Bttr. · Field Guide
What Is an AI Sprint?
A focused, fixed-timebox engagement that takes one AI-native product surface from concept to shipped in two to four weeks. The output is a working AI-integrated surface in production — not a prototype, not a deck.
The short answer
One AI surface, shipped to production, in a fixed timebox.
Most companies want to "add AI" without knowing what AI is for. The AI Sprint is the opposite. The first decision is what the model is supposed to do. The second is which model and architecture serve that decision. The third is how the surface communicates uncertainty when the model is wrong.
Then the team builds it. End of Sprint: a working surface in production, an eval pipeline running, and an operate plan in place. Two to four weeks. Fixed. Senior team only.
It is not a discovery exercise. It is not a prototype. It is a ship-it Sprint with AI at the center, designed for the non-deterministic constraints AI products carry.
The five layers of an AI Sprint
How the Sprint actually moves.
01
Problem framing
The first phase of the Sprint locks down what AI is actually for. Not "add AI to product" — the specific user task, the specific decision the model should improve, and the specific metric that will move when it works.
02
Model and architecture selection
Which model. Which provider. Which retrieval architecture. Which fallback when the primary fails. Which evaluation harness. The technical scaffolding is chosen on engineering grounds, not vendor preference.
03
UX for non-deterministic systems
How the surface communicates uncertainty, allows refusal, handles errors, shows its work. AI UX is its own discipline — chat-shaped, agent-shaped, model-aware. The Sprint designs for that explicitly.
04
Build to shipped
The Sprint ends with a real working surface in production, not a prototype. That changes the team composition (senior AI engineer pairs with senior product designer) and the test surface (evals, not screenshots).
05
Eval and operate handoff
Before the Sprint closes, the eval pipeline and operate plan are in place. AI products do not work the same on day 60 as day 1. The Sprint sets up the operate phase, not just the launch.
Frequently asked
AI Sprint, common questions.
What is an AI Sprint?
An AI Sprint is a focused, fixed-timebox engagement that takes one AI-native product surface from concept to shipped in two to four weeks. The output is a working AI-integrated product surface, not a prototype. Bttr. runs the AI Sprint as a focused build, not a discovery exercise.

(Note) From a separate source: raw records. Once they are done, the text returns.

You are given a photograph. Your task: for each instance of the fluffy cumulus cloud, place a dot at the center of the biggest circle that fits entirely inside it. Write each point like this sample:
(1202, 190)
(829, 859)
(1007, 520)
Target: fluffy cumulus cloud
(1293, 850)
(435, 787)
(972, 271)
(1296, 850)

How long does an AI Sprint take?
Two to four weeks as a fixed timebox. Longer than a typical "design sprint" because the Sprint includes the build and the eval pipeline, not just the design. Shorter than a typical AI product build because the scope is one surface, not a full product.
What does an AI Sprint produce?
A working AI-integrated product surface in production. Plus the eval pipeline that measures whether it is working. Plus the operate plan for ongoing model updates, prompt iteration, and drift management.

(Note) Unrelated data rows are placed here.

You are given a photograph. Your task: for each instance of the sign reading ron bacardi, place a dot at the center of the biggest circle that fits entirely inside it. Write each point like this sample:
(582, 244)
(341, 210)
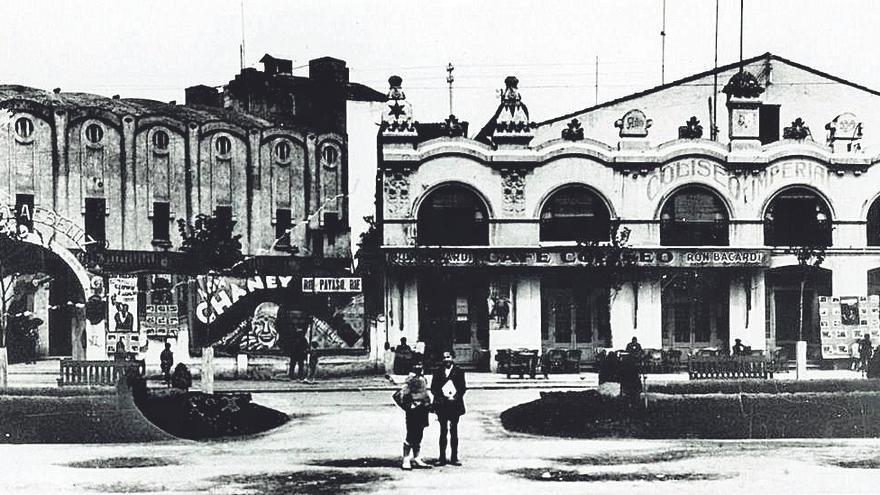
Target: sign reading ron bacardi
(574, 257)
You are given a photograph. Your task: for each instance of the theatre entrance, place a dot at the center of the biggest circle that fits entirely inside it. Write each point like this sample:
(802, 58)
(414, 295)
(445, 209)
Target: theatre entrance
(453, 314)
(695, 310)
(783, 289)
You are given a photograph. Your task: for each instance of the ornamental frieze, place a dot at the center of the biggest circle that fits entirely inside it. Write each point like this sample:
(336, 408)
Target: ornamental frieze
(513, 189)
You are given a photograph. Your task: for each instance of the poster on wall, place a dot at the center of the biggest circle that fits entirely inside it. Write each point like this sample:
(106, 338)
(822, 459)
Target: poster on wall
(261, 315)
(843, 320)
(123, 331)
(163, 316)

How is an AI Sprint different from a regular product sprint?
Three differences. (1) Model selection is part of the Sprint. Choosing which model, which provider, which retrieval shape happens inside the engagement, not before. (2) UX is for non-deterministic systems — uncertainty, refusal, errors, hallucination handling are first-class design problems. (3) The output includes an eval harness, not just a working feature. AI products that ship without evals drift silently.
How is an AI Sprint different from a Brand Sprint?
A Brand Sprint ships a brand operating system. An AI Sprint ships one AI-integrated product surface. Both are fixed-timebox Bttr. engagements but they ship different things and run different team compositions.
Who runs the AI Sprint?
A senior Bttr. team — principal product designer, senior AI engineer, product strategist, and a project lead. The team composition matters because AI surfaces require senior judgment on model selection, UX for non-determinism, and eval design.
What kinds of surfaces does the AI Sprint produce?
Examples: a chat-first internal search across regulated documents, an AI-assisted decision support tool for clinicians, a copy-generation system that respects brand voice and FDA promotional rules, an agentic workflow for an internal operations task. The pattern is "one AI-integrated surface that ships and stays shipped."
What happens after the AI Sprint?
The operate phase. Bttr. continues running the eval pipeline, iterating prompts, migrating models when better ones ship, and adjusting the surface as the underlying capability changes. AI products are not "done" at launch — they are entering the operate window.